Monday, November 12, 2018

Forest Management

Some say she's alright, some say she'll never learn
Some rush into things, some stand and wait their turn
I've been here all along, standing here all this time
But you never noticed, just let the same tired flames burn
--Bruce Hornsby & the Range

Thirty five years ago I was completing my first six months in the working world following college graduation. I was a process engineer working for a large paper manufacturer in Wisconsin. The company had an excellent orientation for new management hires that included a road to our timberland operations. Me and another half dozen of that year's cohort jumped in a van and headed north to the woodlands as the fall leaves lit up the countryside.

Two lessons learned from our foresters on that trip stuck with me. One was that trees are like any other crop. They can be planted and harvested. The difference between growing trees and, say, corn is the time it takes for a crop to mature. Forest product companies and the consumers of their products are no more 'killing trees' than farmers and their consumers are killing corn.

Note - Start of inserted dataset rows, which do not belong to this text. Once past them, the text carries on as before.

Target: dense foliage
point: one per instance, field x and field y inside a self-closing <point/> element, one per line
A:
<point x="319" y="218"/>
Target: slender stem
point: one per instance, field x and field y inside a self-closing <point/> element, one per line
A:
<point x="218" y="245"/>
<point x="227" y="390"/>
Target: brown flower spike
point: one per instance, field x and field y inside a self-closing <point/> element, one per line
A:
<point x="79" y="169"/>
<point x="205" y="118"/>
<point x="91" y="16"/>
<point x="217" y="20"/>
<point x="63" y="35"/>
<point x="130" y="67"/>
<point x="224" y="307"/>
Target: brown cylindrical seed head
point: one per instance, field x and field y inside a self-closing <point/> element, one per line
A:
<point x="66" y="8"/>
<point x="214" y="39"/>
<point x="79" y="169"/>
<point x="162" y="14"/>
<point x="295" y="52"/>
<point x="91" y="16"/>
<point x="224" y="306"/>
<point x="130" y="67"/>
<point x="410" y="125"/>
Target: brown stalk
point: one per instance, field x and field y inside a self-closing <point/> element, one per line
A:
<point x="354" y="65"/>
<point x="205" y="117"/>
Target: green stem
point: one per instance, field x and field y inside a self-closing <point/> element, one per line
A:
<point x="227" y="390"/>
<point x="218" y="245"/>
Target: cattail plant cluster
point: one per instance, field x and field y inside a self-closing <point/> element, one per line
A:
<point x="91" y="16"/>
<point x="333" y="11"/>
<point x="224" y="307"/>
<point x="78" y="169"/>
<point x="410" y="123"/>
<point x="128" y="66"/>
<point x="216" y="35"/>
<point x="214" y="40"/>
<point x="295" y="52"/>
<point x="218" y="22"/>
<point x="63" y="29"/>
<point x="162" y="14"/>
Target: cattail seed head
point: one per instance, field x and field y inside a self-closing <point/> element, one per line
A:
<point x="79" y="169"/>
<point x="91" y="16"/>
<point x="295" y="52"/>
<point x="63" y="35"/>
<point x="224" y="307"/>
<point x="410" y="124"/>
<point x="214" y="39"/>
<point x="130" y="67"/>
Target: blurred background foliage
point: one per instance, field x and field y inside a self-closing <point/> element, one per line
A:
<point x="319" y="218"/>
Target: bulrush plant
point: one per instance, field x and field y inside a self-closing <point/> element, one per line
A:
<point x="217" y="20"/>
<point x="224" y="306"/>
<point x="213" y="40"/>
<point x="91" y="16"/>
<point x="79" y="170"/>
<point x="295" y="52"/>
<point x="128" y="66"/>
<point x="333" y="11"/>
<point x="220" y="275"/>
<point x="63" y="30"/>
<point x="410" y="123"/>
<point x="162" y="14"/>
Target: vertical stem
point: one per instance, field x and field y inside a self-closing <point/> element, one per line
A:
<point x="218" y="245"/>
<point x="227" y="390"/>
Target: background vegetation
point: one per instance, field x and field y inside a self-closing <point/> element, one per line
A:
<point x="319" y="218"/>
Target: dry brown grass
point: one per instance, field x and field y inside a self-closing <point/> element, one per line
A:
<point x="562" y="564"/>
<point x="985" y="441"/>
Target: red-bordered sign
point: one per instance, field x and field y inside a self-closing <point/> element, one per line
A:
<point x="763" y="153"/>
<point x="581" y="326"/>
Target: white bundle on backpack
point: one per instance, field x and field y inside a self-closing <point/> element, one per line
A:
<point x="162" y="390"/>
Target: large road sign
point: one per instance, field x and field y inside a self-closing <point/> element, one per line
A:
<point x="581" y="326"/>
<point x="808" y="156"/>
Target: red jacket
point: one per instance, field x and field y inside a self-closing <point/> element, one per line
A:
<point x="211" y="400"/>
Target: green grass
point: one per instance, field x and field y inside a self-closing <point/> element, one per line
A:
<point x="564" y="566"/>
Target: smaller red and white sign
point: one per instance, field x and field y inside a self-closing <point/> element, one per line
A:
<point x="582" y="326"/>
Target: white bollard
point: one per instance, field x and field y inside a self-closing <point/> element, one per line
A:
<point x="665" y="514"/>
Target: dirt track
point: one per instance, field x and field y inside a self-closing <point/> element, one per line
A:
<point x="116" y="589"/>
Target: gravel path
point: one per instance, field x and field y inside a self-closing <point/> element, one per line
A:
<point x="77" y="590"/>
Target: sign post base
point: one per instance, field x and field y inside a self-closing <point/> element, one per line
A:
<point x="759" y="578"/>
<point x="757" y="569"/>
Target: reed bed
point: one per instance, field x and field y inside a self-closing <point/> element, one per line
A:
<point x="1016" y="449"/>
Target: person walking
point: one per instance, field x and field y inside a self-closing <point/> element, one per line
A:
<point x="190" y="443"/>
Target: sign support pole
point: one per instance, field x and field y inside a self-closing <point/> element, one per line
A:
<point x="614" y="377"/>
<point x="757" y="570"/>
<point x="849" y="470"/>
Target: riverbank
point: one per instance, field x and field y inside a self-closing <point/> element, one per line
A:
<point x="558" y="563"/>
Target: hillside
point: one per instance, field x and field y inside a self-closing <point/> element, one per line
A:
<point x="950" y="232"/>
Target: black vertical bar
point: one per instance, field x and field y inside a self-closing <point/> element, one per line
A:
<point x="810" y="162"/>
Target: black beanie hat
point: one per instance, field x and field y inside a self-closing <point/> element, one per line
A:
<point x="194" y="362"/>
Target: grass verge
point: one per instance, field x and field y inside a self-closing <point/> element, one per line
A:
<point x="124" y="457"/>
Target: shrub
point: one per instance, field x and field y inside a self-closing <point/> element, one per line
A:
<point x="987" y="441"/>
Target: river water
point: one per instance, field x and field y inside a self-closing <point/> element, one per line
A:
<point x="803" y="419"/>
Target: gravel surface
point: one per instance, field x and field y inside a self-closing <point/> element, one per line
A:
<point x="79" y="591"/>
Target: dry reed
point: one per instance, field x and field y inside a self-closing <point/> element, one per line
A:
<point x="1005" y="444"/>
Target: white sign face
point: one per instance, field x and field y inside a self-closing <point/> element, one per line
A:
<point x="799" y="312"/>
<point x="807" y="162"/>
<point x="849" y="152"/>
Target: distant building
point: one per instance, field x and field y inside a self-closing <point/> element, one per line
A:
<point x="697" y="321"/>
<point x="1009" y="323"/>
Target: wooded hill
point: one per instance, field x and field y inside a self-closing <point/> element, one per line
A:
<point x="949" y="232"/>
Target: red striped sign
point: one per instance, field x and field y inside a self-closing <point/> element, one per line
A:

The second lesson involved practices in good forest management. Remove dead and blighted trees. Thin out growth. Create space and buffers. Many of these practices were oriented toward containing damage caused by wildfires. Companies in the area had painfully learned this lesson thru experience. In fact, I regularly drove thru thousands of acres of unmanaged forestland south of town that had been decimated by wildfire 10-20 years earlier.

Today's 'environmentalists,' particularly the younger generation brainwashed by an equally ignorant older generation of grade school, high school, and college instructors, revolt at the notion of messing with the natural 'look' of a woodland.


As such, we are vulnerable to catastrophes like the current wildfires raging across California. That's the PCH at Malibu above.

The president is correct in calling such ignorance out.